I will start first
- I didn’t notice my diy NAS motherboard had Pci-E Gen 2.0 (old gen) before buying it. It’s not a great limitation (still 500MB/s) for the two spinning disks I have on it, but it’d be if I will decide to switch to SSDs
- I cheaped out on the PSU. I bought another one without waiting for that crap to burn down so I eventually spent more
- I often break the software. Sometimes I kill the OS or mess with some BTRFS pools
Sometimes I just feel not adequate for it. Does this kind of things happen to you too?
In the last hour?
NoEdit: never mind
All the time. Why have a home lab if you aren’t going to fuck things up? :)
Better it happens in the home lab than at work!!
If the lab just wasnt production >_>
I do like my home media server
Yes. Anyone who says otherwise is a goddamn liar.
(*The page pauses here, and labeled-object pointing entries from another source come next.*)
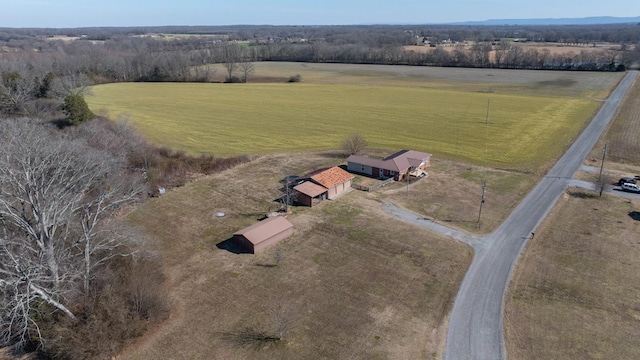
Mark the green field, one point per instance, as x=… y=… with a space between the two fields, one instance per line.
x=428 y=113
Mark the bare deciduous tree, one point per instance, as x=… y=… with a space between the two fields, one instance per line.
x=55 y=196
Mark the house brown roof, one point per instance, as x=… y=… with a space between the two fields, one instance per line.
x=399 y=161
x=309 y=188
x=331 y=177
x=265 y=229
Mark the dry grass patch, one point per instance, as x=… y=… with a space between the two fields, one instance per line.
x=352 y=281
x=572 y=294
x=452 y=192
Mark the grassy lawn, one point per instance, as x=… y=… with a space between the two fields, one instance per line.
x=574 y=293
x=452 y=193
x=527 y=128
x=355 y=282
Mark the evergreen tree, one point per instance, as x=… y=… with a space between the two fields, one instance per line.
x=76 y=109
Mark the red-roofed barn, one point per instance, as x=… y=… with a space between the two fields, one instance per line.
x=322 y=184
x=263 y=234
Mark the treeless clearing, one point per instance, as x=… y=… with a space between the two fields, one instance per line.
x=452 y=193
x=533 y=115
x=573 y=295
x=357 y=283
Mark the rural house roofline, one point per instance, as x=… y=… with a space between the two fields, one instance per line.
x=398 y=161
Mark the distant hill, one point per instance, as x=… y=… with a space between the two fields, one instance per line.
x=594 y=20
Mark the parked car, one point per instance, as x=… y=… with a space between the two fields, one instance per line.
x=630 y=187
x=626 y=180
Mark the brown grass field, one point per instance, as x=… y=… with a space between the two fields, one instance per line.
x=357 y=283
x=574 y=292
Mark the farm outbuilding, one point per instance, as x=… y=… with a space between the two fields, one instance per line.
x=263 y=234
x=322 y=184
x=398 y=165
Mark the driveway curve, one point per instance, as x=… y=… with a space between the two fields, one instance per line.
x=475 y=326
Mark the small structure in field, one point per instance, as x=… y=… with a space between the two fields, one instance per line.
x=322 y=184
x=263 y=234
x=397 y=166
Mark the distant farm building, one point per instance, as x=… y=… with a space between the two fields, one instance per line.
x=263 y=234
x=398 y=166
x=322 y=184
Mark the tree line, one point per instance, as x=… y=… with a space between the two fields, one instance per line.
x=76 y=281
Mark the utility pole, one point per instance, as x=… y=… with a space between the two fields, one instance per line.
x=484 y=185
x=600 y=181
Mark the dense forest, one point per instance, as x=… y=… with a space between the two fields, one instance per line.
x=74 y=282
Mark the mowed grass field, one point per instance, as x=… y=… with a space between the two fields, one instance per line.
x=353 y=282
x=532 y=116
x=574 y=292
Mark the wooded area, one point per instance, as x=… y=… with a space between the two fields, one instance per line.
x=62 y=187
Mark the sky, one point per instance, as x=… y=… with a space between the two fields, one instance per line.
x=91 y=13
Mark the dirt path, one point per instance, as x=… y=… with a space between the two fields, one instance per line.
x=475 y=327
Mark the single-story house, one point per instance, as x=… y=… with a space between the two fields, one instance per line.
x=398 y=165
x=260 y=235
x=322 y=184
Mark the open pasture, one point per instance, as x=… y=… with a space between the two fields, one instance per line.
x=446 y=116
x=352 y=282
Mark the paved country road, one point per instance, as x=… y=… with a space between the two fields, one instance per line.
x=475 y=326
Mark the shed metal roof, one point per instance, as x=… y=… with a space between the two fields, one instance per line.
x=310 y=189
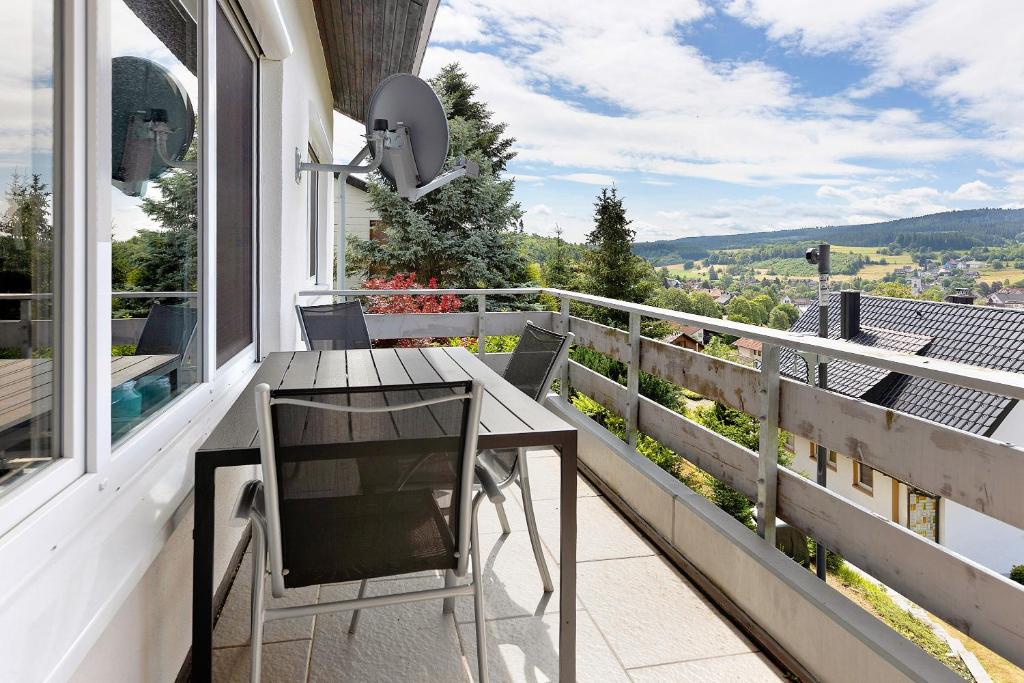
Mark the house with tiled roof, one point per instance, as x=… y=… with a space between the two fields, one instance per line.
x=1008 y=297
x=749 y=350
x=983 y=336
Getting started with openwrt there were a few times i fucked the config so badly the only resolution was to nuke from orbit and start from scratch
doing a hard delete of all my docker containers by accident was a fun mistake I made
You too, huh? Thank God for backups.
You have backups?
This is literally the point of a homelab. I mean not so much the hardware stuff, that sucks, but hell yeah, breaking shit is how you learn! You do not learn JACK following a tutorial to the letter and everything going perfectly.
I only make mistakes in a production environment at work.
I don’t test often but when I do its in production
Everyone has a Dev environment, some people also have a separate Prod environment.
I have 24TB of wasted SSDs. I learned not to buy QLC ever again haha
TIL there are different type of SSDs o_o
Yeah it’s a fun ride.I run a cluster and the storage is replicated and distributed among them. 3/6 of my disks were QLC. One disk went bad super early and caused a bad latency but the other 5 disks kept performance up for the most part. Once I found out it was hardware I went with an enterprise SSD with a a 3 DWPD rating (drive wipe per day) and those beasts are so good. TLC m.2s seem to be okay too but I don’t think I’ll ever touch QLC again.
Breaking things and learning how to fix them is a big part of owning a home lab. It can be frustrating but the learning experience is worth it
I mostly learn from mistakes, and since homelabs are all about learning, there are bound to be mistakes.
I’ve borked my network multiple times, broken VMs, and redesigned things from the ground up, again.
Big lesson is to have backups. Lol
I still make mistakes. I have a Proxmox server right now rebooting at random times and I have no clue why and no time to fully diagnose.
I’ve been using rootless Docker because it’s a good practice, but I’ve been having weird permissions issues that apparently no one else has or, at least, not enough people use rootless to know lol. I have some theories about how to solve it, but it would require a good amount of time. I’m also restructuring my directories so it’s better organized with Syncthing and I have to resolve those permission issues to solve the backup problems I have (mostly DB files that I don’t have permission to copy).
My first
rm -r
mistake was a hard pill to swallow… You think this only happens to others or because people don’t take time to look carefully their command…Nah… when you’re experimenting new things (grep, exclude certain files, piping other commands, relative path vs absolute, sed, regex…) It can easily do some strange things you didn’t expected beforehand.
But hey that’s how you learn (I guess?). If everything would be perfect the first time you do something, the world would be annoying ? 😄
Cheaped out on UPS, now I have three basic small ones I have no use for (they work except the battery isn’t good anymore). Would have been better spend a bit more right from the start.
What type/brand do you have now?
I ended up with a second hand APC 1500. Contrary to some other models you can just monitor it with a standard USB cable, just the power cables with these inverted plugs are a bit hard to get these days.
I 100% have made many many mistakes … I just don’t know which … yet.
Yes, I just broke my sso app by upgrading and not making a backup beforehand.
For protecting your OS virtualization or containerization is key.